Behind the talk of "heroes"

Submitted by AWL on 5 May, 2020 - 7:34 Author: Luke Hardy
Nurse clapping

The “heroes” narrative about NHS and other essential workers is dangerous. As a nurse on the Panorama programme on PPE said, it has an implication that unnecessary deaths are workers willingly sacrificing themselves. It absolves the government of responsibility.

It also carries an implication that those workers rebelling against these conditions lack the courage of their colleagues who accept risks due to lack of PPE.

We have been here before with the government seizing on a semi-spontaneous “heroes” narrative to deflect and silence criticism. It’s what happened in the Iraq war.

All polls suggest the majority of people opposed that war. But at the same time a lot of people wanted to “support the troops”.

That in itself was obviously a nationalistic stance. The government seized on this to push the “heroes” discourse as much as possible. The Royal Family were drafted in to shape the official “heroes” narrative. The government’s responsibility to treat and financially support seriously wounded soldiers was seen to be a matter of charity. What else is “Help For Heroes”?

The Mail, Sun, Star and other media pushed that narrative, and they spent much of their time denouncing opponents of the war who failed to confirm to this “support our heroes” discourse. Under that pressure the Labour soft left and Lib Dems who had opposed the war before it started spiked or downgraded their criticism because they didn’t want to seem unsupportive of “our boys”.

Corporations got in on the act to show their patriotism by supporting Help For Heroes and poppies, and because they feared being shamed in the press.

When serving or ex-military personnel and the families of the dead were critical of the war, their voices were largely silenced in favour of the uncomplicated patriotic narrative.

There is obviously no analogue between those who join the military, and in the final analysis, with caveats about “economic conscription”, are voluntarily signing up to be paid killers of the state, and health and care workers who sign up to save and improve life.

People’s support for NHS workers is overwhelmingly an act of solidarity, with left-wing implications, and has no equivalence with national-chauvinist “support our troops” sentiment.

However, in the government’s shaping, repackaging and promotion of a “heroes” narrative for its own ends, there is a similarity with the Iraq war period.

The Government has been slow and negligent, and so a lack of PPE and testing has helped contribute to deaths.

Yet no one could accuse the government of tardiness in seizing on the Thursday clapping.
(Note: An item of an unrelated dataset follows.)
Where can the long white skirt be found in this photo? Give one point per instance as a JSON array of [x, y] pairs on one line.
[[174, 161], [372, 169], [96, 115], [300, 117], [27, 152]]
The Queen was brought in to reconfigure the support for the NHS as a patriotic effort, in the language of wartime propaganda, and to erase the aspect of working-class solidarity.

The right-wing press, after being blasé about the virus and anti-lockdown, are now pushing the “heroes” narrative in the most crude censorious and nationalistic way and demanding performative conformity.

Corporations too are publicly advertising their support for “heroes”. That can help deflect criticism of their treatment of their own workers in this crisis.

All the while the actual voices of NHS and care workers and their unions demanding PPE and better pay, terms and conditions are ignored and opposed. Anyone amplifying those voices is said to be “playing politics”, and spoiling the mood of national unity.

Some on the left are responding to this with a blanket hostility to the Thursday clapping. That hostility seems individualistic and at worse akin to “Wake Up Sheeple” type elitism.

The positive approach is to try politicise and contest those moments with slogans, posters, etc.

Health, care and other workers shouldn’t have to be “heroes”. They should just be able to do difficult, stressful work with the safety equipment and other support they need.